Choose PostgreSQL if:
Choose PostgreSQL when your primary workload involves transactional operations with concurrent users reading and writing data simultaneously. It is the right choice for production web applications, backend APIs, and any system requiring referential integrity with foreign keys, stored procedures, and triggers. PostgreSQL's MVCC concurrency model handles multi-user access without locking, and its mature extension ecosystem (PostGIS, TimescaleDB) covers specialized needs. You would give up DuckDB's blazing-fast analytical scans on file-based data and its zero-configuration embedded deployment model.
Choose DuckDB if:
Choose DuckDB when your workload centers on analytical queries, data exploration, and processing file-based datasets such as Parquet, CSV, or JSON from local storage or S3. It is ideal for data engineers, analysts, and data scientists who need an embeddable SQL engine inside Python, R, or Node.js without managing a database server. DuckDB's columnar-vectorized engine is optimized for aggregation-heavy OLAP queries and handles larger-than-memory workloads. You would give up PostgreSQL's robust multi-user concurrency, referential integrity enforcement, and its 35-year ecosystem of production-grade tooling and extensions.
This verdict is based on general use cases. Your specific requirements, existing tech stack, and team expertise should guide your final decision.
PostgreSQL is a client-server relational database designed for transactional (OLTP) workloads with concurrent multi-user access, MVCC concurrency control, and full referential integrity. DuckDB is an in-process, embeddable analytical (OLAP) database with a columnar-vectorized query engine optimized for aggregation queries on file-based data sources like Parquet and CSV. PostgreSQL requires a running server process, while DuckDB runs embedded inside your application with no separate server. They target opposite ends of the database workload spectrum.

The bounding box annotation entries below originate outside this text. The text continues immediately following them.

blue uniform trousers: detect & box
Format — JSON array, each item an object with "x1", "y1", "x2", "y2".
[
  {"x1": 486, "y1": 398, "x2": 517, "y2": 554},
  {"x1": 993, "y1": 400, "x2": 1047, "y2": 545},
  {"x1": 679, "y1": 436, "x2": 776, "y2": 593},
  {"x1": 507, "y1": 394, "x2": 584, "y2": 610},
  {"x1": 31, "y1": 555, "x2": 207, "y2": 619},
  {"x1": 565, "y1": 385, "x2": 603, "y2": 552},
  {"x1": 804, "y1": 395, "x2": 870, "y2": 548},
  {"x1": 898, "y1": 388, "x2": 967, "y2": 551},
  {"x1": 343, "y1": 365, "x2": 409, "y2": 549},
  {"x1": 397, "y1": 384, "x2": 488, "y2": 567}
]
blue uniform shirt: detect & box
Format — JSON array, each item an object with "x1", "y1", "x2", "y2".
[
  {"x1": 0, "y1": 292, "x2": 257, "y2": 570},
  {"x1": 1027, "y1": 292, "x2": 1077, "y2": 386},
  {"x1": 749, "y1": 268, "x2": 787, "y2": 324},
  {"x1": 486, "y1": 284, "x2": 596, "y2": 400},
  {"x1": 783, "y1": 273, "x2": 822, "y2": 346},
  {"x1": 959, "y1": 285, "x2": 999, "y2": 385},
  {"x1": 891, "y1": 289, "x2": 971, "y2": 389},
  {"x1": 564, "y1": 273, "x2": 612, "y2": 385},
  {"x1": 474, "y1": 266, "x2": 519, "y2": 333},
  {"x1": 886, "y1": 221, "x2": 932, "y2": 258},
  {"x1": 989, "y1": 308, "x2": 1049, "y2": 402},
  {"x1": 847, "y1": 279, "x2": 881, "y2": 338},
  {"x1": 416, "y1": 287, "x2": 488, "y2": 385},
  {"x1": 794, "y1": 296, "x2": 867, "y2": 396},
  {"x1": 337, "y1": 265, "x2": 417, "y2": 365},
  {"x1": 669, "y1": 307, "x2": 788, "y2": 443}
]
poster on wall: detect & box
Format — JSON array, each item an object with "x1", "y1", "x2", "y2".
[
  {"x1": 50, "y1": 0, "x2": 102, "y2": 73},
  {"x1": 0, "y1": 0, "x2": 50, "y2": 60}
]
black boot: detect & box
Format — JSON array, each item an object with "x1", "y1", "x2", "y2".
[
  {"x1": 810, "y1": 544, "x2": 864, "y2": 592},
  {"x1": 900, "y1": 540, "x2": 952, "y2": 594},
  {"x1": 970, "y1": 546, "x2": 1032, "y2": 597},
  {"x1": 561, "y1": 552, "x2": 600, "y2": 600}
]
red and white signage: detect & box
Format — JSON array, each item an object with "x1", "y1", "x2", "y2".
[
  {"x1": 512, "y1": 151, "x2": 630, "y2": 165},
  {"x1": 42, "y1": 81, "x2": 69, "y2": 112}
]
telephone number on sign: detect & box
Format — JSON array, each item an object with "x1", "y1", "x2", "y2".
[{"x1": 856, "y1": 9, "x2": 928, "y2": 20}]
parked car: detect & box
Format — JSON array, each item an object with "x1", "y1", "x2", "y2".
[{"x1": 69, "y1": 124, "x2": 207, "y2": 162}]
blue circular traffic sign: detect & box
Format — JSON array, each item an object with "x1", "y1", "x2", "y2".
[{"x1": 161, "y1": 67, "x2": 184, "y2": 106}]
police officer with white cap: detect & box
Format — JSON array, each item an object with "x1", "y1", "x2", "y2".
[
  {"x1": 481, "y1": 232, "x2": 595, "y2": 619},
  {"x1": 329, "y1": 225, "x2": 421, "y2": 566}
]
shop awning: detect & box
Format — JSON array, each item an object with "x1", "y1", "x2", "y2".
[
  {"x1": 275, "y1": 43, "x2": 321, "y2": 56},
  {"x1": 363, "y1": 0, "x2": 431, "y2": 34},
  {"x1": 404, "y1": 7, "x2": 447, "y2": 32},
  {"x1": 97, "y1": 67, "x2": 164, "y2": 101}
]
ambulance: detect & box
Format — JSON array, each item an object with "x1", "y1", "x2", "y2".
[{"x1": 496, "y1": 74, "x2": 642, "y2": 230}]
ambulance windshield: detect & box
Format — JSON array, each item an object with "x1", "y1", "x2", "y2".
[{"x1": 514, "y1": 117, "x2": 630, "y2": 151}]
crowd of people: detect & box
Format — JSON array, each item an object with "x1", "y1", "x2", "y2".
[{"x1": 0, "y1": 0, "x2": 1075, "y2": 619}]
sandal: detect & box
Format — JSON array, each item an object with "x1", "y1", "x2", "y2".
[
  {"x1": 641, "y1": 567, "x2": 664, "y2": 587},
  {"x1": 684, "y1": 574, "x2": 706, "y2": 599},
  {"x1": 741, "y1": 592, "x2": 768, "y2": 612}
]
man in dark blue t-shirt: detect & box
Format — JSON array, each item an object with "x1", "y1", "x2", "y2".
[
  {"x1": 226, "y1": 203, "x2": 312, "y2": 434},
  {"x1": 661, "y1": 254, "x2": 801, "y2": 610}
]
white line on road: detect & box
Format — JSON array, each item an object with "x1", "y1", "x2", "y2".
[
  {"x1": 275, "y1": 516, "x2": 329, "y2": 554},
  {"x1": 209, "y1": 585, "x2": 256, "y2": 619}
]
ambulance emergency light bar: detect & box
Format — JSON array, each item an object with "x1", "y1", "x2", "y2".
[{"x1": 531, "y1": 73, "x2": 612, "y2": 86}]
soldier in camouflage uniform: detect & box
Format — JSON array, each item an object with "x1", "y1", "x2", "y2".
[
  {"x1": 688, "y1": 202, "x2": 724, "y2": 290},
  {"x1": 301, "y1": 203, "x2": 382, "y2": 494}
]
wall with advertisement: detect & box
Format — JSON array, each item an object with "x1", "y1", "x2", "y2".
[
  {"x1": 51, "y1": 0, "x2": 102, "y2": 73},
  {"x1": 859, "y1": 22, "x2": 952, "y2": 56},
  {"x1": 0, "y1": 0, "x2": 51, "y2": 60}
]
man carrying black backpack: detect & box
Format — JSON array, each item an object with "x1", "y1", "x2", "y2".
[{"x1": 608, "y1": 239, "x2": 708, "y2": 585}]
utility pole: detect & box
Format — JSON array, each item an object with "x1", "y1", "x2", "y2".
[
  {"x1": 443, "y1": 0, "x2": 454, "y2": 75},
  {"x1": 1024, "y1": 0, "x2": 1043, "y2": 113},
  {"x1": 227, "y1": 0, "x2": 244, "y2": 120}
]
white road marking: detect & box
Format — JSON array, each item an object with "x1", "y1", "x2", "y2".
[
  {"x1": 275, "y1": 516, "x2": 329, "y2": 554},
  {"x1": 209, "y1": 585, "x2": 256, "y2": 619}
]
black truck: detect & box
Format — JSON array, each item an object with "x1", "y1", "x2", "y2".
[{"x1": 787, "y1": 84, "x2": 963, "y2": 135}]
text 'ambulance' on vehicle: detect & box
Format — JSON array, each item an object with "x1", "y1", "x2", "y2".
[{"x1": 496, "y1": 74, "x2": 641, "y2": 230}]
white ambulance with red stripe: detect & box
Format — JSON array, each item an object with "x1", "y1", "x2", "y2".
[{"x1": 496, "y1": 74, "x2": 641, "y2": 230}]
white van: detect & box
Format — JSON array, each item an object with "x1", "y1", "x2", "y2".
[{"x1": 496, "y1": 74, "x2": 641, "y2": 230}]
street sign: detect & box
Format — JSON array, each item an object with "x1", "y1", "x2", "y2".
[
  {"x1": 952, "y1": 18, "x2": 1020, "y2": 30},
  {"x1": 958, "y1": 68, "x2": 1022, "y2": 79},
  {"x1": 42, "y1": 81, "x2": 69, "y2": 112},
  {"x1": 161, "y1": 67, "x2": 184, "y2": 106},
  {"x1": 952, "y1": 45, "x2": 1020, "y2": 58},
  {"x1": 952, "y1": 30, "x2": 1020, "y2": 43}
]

Both databases are fully free and open-source. PostgreSQL uses a permissive BSD-style license and has been open-source for over 35 years, with enterprise support available from third-party vendors for a fee. DuckDB is released under the MIT license, and all core extensions along with the DuckLake format are also MIT-licensed. Neither database has paid tiers or proprietary editions. The cost difference comes from operational overhead: PostgreSQL requires server infrastructure and administration, while DuckDB runs in-process with no infrastructure requirements.
DuckDB is not designed to replace PostgreSQL for production web applications. PostgreSQL's MVCC concurrency model supports many simultaneous readers and writers, making it suitable for multi-user applications with high transaction volumes. DuckDB uses a single-writer, multiple-reader model optimized for analytical throughput rather than concurrent transactional workloads. PostgreSQL also provides referential integrity with foreign keys, stored procedures, triggers, and replication for high availability. DuckDB is best used alongside PostgreSQL, handling analytics and data exploration while PostgreSQL manages the transactional application layer.
DuckDB has a significant advantage for querying file-based data. It natively reads and writes Parquet, CSV, and JSON files, including remote files over HTTPS and S3, with automatic schema detection. DuckDB can query Hive-partitioned datasets and Iceberg tables directly without importing data. PostgreSQL stores data in its own row-oriented heap format and requires COPY commands or foreign data wrappers to interact with external files. For data lake and file-based analytics, DuckDB eliminates the extract-load step entirely, letting analysts run SQL directly against files wherever they reside.